Perkara yang berkaitan dengan cacatnya sebuah produk bisnis tak hanya menyangkut nilai gugatan yang mencapai ratusan juta dollar, tetapi juga berkaitan dengan reputasi si perusahaan.

Oleh:
ALI
Bacaan 2 Menit
Ini Hukum yang Bisa Bikin Perusahaan Bangkrut di AS
Hukumonline
Profesor Hukum dari Michigan University College of Law, Nicholas J Wittner menyatakan bahwa Hukum Pertanggungjawaban atas Produk yang berlaku di Amerika Serikat berpotensi bisa membuat sejumlah perusahaan bangkrut.

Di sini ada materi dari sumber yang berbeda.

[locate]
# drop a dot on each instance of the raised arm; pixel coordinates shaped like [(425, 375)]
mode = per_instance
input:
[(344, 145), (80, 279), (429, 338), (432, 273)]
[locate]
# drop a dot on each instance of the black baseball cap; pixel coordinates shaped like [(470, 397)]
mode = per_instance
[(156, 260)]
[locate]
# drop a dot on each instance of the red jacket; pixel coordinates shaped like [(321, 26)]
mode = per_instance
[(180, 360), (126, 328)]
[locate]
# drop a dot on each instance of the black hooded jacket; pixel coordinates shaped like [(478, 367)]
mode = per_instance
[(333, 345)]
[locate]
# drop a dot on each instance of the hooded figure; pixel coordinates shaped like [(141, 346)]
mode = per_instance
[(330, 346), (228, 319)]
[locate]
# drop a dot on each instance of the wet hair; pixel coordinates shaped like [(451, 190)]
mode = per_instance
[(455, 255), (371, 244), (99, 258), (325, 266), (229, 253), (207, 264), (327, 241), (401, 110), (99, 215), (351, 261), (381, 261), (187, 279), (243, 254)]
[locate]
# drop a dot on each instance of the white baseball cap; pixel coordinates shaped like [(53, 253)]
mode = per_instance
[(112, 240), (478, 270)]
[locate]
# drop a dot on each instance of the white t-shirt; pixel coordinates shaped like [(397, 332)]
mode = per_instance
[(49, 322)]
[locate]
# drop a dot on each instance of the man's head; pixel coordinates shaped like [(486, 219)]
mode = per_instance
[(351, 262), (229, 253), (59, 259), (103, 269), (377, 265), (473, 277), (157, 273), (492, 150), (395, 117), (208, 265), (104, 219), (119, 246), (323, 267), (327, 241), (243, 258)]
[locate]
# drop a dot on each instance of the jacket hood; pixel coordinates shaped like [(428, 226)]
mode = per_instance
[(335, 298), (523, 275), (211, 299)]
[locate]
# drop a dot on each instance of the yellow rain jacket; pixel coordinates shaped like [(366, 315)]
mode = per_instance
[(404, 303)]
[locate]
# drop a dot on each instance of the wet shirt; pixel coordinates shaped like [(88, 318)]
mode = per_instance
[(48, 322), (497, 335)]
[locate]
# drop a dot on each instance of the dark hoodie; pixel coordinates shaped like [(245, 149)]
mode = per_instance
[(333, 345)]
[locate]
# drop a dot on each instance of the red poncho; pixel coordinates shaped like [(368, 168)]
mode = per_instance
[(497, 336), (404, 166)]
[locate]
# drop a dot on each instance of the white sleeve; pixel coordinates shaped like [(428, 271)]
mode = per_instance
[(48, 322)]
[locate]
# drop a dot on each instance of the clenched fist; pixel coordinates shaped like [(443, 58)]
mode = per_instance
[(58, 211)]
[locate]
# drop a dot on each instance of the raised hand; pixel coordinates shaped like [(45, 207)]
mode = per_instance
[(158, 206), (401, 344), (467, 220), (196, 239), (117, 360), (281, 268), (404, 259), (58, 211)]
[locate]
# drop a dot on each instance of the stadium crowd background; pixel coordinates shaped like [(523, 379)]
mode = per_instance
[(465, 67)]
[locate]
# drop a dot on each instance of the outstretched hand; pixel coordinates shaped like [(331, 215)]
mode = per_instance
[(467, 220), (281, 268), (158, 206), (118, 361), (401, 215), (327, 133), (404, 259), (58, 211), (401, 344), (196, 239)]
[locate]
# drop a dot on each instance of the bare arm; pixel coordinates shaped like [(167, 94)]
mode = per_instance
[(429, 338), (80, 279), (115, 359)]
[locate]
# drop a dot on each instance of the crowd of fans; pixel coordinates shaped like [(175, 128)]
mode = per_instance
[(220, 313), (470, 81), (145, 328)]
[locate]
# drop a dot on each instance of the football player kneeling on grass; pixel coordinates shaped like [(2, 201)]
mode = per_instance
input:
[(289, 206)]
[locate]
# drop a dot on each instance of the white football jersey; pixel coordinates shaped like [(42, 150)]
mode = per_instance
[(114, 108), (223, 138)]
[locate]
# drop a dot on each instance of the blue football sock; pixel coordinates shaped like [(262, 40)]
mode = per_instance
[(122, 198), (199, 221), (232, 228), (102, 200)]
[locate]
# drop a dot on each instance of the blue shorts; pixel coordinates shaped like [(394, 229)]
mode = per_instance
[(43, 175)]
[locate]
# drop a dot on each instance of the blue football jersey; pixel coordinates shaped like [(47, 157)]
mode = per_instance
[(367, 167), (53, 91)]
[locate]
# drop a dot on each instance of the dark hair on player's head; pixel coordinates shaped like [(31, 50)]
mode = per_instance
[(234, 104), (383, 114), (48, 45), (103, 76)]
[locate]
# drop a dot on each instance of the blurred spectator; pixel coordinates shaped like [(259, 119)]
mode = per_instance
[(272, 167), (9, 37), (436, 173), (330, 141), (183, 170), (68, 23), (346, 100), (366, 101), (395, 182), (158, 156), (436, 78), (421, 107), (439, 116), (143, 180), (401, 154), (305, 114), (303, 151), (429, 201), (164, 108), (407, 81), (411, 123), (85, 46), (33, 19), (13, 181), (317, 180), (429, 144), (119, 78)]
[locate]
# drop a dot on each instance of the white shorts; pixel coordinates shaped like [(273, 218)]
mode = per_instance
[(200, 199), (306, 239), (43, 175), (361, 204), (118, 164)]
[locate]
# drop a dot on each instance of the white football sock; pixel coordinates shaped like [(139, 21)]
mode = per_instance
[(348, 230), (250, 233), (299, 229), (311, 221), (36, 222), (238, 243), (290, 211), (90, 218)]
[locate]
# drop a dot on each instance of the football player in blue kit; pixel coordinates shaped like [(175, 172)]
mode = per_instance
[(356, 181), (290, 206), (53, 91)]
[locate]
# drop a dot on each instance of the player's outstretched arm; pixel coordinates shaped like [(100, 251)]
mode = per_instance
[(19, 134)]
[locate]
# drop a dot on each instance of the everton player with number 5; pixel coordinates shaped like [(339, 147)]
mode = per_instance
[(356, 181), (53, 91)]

Nicholas menutarakan hal ini ketika menyampaikan kuliah umum bertajuk “Emerging Trends in Product Liability Law: The Evolution of Design Defect Law and Litigation” di Indonesia Jentera School of Law di Jakarta, Rabu (16/4). 

“Biasanya ini berkaitan dengan persuahaan-perusahaan di bidang otomotif dan farmasi. Karena itu, pentingnya kita memahami hukum ini, apalagi bagi perusahaan yang kerap berinteraksi bisnis dengan Amerika Serikat,” jelasnya.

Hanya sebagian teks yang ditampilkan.